In fairness to Meghan, it’s not easy to earn a degree in twittering.
[re=500091]Jim89048[/re]: Hell, i’ll be her sugar … man? gigolo? fucktoy? … for some of that sweet, sweet beer money. My dick is not wrinkly and shriveled and I wouldn’t seriously verbally abuse her, either.
And yes, I am aware that this does make me a whore, though i prefer the term “golddigger”. But I live in LA, so that’s taken as a compliment.
But for serious, this is like some serious domestic battery shit.
[re=500128]glamourdammerung[/re]: Well, yeah, because it’s rude as fuck. The Silent Treatment is a great way to tell the world you’re not above being passive-aggressive or pouty to avenge someone else’s rudeness to you.

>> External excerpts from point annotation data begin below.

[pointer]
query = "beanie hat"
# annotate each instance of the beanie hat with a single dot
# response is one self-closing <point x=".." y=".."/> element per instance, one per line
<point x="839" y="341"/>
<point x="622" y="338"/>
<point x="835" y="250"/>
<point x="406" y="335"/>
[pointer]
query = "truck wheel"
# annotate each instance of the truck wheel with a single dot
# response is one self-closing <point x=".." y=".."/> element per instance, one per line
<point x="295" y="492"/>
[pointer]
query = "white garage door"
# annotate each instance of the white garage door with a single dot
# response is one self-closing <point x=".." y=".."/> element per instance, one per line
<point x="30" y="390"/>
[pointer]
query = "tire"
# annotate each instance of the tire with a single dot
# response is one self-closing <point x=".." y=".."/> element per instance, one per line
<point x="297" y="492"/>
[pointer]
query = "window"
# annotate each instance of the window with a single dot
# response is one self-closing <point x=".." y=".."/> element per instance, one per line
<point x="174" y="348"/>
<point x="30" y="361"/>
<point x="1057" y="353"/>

[re=500128]glamourdammerung[/re]: Ever since I read that book, whenever someone interrupts me, I call Cindy McCain and swear at her. It doesn’t stop the other person from interrupting me, and I feel like a Grade A douche, but John does it and he’s a Senator so maybe it’s the secret to success.
[re=500131]ForTheTurnstiles[/re]: But honestly? Fuck that other person.
No, seriously. If I’m not going to be heard anyway, I’m not going to bother wasting my breath.
Speaking of WALNUTS!, anyone see this today?
http://www.nytimes.com/2010/01/25/health/policy/25healthweb.html?hp
I hate this asshole.
[re=500131]ForTheTurnstiles[/re]: Oh, I speak again when they are done. However, I refuse to try to speak over someone that is obviously not listening anyway (or else they would not be speaking at the same time).
I just always wondered why that was seen as so offensive.
[re=500146]Godless Liberal[/re]:
Ever since I read that book, whenever someone interrupts me, I call Cindy McCain and swear at her. It doesn’t stop the other person from interrupting me, and I feel like a Grade A douche, but John does it and he’s a Senator so maybe it’s the secret to success.
If you were going to do the “McCain”, you should probably threaten and/or strike her. Though he tends to only do that with people that would never be able to hit back, so he might not do that one with the wife as she like 150 or so years younger than him.
I’m actually liking Cindy….just a little…..since she post for the Gay Marriage ad.
And what kind of fucking power does McCain have that he can say this kind of shit in front of press and it never gets leaked? Well, not for years, anyway.
Fucking New York is just one big Charly supporting village. Fuck em’ up.